We naderen reeds het einde van het concert bij Liever in de KluiZ dan Thuiz in het Oosterhoutse theater De Bussel als trompettist Teus Nobel een voor een jazzmusicus bijzondere standard aankondigt: ‘Little Wing’ van Jimi Hendrix. Gitarist Tim Langedijk en bassist Thomas Pol creëren een zompige, langzame blues, waarin Nobel met prachtig spel, hier op de bugel, kan excelleren. Opvallend hoe weinig noten Hendrix nodig had voor het overbrengen van zijn ideeën. Het is slechts één van de parels waar dit trio ons op trakteert. Ruimt een half jaar geleden verscheen Nobels laatste album ‘After Hours’, dat ook hier voorbij kwam, waarna het trio het afgelopen half jaar zo’n vijftig concerten gaf met de nodige stukken van dit album, aangevuld met ander werk.

Die bijzondere bezetting van trompet, gitaar en contrabas hebben we overigens te danken aan een andere trompettist: Chet Baker. Twintig jaar geleden, zo vertelt Nobel, viel hij als een blok voor het album  ‘Someday My Prince Will Come’. Baker stond in oktober 1979 in de befaamde Kopenhaagse jazzclub Montmartre, samen met gitarist Doug Raney en bassist Niels-Henning Orsted Pedersen. De opnames kwamen uit bij Steeple Chase, verspreid over drie albums: ‘Daybreak’, ‘This Is Always’ en dat ‘Someday My Prince Will Come’. Wat Nobel vooral aantrok was het schijnbare gemak waarmee Baker deze hondsmoeilijke stukken speelde. Iets wat ik gisterenavond overigens ook voelde, met name bij dat relaxte spel van Langendijk. Ik had zo willen roepen: “geef maar hier die gitaar, dat kan ik ook” en dat terwijl ik er nog geen fatsoenlijke noot uitkrijg! Het is overigens een prachtige bezetting, waarbij het spel van Pol en Langedijk mooi in elkaars verlengde liggen, zo lang ze natuurlijk niet soleren en zo Nobels spel, afwisselend op trompet en op bugel, mooi inbedden.

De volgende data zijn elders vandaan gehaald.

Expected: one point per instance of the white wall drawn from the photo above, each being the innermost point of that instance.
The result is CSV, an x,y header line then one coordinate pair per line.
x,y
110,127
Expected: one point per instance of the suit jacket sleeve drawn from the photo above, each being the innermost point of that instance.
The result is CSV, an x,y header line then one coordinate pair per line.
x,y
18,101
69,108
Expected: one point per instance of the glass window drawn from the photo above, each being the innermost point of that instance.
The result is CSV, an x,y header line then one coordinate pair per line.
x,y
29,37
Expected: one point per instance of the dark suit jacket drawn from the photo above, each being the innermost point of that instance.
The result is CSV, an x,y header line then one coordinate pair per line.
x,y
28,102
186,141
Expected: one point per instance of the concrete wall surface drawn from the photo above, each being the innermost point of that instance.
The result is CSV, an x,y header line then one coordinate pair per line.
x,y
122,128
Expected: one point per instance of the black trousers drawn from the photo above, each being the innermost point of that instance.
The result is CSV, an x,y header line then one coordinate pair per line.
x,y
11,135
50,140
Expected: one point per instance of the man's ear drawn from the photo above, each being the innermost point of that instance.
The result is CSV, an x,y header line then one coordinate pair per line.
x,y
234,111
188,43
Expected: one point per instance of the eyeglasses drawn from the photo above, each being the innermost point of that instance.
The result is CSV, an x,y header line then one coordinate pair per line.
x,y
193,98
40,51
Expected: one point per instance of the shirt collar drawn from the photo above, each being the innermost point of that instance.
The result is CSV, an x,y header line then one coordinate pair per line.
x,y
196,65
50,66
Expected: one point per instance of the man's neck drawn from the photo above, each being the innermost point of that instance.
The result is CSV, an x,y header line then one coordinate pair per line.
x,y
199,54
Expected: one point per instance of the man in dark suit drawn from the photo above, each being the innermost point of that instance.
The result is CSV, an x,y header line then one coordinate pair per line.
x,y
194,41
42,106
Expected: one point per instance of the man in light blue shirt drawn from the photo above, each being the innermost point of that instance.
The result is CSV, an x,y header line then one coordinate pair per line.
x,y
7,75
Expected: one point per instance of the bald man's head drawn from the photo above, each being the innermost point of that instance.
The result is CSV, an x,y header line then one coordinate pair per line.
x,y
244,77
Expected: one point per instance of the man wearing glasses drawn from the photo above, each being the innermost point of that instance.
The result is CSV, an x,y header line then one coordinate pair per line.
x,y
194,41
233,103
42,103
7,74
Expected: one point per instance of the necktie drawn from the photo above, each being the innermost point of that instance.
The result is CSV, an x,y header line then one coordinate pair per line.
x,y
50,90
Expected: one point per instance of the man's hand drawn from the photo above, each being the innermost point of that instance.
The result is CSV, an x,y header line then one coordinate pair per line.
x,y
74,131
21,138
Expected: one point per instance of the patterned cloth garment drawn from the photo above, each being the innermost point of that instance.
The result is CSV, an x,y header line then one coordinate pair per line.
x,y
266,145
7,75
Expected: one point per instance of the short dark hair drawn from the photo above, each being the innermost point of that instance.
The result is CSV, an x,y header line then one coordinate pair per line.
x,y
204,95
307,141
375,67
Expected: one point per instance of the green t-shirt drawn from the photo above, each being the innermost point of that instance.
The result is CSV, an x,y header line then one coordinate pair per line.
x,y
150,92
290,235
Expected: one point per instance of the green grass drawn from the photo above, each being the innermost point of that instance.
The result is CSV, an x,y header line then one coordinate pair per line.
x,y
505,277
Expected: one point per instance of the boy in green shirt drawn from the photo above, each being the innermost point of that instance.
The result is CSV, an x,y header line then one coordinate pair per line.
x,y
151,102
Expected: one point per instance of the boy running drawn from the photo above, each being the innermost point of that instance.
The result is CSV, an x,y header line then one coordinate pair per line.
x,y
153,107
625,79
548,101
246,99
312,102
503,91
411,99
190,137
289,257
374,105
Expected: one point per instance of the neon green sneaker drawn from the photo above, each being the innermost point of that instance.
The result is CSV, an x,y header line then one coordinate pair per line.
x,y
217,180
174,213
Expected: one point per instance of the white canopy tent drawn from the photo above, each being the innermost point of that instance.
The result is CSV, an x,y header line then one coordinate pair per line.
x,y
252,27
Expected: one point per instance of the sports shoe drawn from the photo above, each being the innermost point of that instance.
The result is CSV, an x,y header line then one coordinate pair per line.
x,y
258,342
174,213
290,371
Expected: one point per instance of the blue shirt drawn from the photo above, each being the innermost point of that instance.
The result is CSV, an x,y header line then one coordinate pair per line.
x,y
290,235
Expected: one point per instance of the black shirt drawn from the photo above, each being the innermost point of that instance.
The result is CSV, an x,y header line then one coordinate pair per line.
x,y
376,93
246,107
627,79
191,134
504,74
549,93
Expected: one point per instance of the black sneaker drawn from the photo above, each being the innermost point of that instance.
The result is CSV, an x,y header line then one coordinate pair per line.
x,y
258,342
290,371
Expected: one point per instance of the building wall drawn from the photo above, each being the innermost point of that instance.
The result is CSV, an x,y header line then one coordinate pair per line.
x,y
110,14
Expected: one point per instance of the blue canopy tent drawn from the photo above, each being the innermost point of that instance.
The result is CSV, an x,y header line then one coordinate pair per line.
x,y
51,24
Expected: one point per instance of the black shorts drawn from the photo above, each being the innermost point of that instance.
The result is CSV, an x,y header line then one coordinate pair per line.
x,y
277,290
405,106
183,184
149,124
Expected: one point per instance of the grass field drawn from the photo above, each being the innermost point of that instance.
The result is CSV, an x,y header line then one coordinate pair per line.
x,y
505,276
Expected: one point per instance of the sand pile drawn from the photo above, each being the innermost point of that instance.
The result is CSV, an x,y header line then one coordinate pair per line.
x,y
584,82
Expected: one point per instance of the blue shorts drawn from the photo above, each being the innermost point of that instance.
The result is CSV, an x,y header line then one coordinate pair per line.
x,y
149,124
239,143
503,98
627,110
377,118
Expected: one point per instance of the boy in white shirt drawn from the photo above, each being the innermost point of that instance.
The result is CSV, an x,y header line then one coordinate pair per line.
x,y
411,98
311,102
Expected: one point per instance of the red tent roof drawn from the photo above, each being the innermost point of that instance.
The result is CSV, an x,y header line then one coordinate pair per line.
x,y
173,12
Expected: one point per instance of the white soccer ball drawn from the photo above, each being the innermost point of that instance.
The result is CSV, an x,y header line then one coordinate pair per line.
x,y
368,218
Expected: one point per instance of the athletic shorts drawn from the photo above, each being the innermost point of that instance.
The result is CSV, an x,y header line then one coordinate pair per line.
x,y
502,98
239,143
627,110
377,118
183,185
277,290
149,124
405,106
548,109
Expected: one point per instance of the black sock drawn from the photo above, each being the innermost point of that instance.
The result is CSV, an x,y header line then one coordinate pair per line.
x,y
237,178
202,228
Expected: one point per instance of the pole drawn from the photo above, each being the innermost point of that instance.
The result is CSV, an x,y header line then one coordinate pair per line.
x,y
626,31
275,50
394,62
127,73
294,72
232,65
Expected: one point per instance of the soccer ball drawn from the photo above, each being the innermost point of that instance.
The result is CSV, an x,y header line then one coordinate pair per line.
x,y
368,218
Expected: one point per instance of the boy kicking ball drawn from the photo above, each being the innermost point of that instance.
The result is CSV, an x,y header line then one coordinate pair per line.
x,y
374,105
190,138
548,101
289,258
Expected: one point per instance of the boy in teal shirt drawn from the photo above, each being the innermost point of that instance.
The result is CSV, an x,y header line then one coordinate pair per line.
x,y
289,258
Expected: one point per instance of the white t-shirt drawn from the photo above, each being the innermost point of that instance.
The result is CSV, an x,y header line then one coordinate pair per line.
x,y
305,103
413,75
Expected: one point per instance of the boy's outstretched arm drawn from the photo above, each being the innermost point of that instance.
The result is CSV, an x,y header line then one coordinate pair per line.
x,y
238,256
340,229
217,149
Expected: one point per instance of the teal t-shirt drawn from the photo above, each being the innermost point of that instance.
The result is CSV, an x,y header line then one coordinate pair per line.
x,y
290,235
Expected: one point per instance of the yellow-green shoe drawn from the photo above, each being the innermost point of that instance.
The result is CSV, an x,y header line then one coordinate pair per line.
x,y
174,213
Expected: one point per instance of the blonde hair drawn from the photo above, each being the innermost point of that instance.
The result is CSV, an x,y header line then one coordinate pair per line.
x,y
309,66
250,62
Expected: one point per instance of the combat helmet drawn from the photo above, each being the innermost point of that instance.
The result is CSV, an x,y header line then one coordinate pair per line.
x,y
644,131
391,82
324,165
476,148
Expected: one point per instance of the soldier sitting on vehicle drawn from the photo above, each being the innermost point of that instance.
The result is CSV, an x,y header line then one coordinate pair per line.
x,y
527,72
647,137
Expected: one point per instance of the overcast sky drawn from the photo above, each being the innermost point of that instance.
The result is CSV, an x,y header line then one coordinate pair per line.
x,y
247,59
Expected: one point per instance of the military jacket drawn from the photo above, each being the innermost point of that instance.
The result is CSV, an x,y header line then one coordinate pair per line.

Tim Langedijk en Thomas Pol

Zoals al eerder besproken nam Baker de meeste covers die op ‘After Hours’ staan – het is na acht albums overigens het eerste album van Nobel met covers – wel op, maar niet in die bewuste bezetting van  ‘Someday My Prince Will Come’, wat ervoor zorgt dat Nobels album allesbehalve een letterlijke kopie is. Het is meer dat Nobel speelt in de sfeer van en langs deze weg Baker dicht nadert. Een belangrijk element daarbij is het feit dat Nobel werkelijk excelleert, ik benoemde ook dat vaker, in subtiel, ragfijn spel, iets waar ook Baker om bekend stond. En ja, aan Langedijk en Pol heeft hij prima mede-musici, waarbij het feit dat ze er nu al zo’n vijftig concerten op hebben zitten een mooi surplus oplevert. Dat Nobel dit project ook alleen met deze musici wilde doen, begrijp ik volkomen. Hij betoont er volop zijn enthousiasme over, laat ons wel tien keer voor die twee applaudisseren.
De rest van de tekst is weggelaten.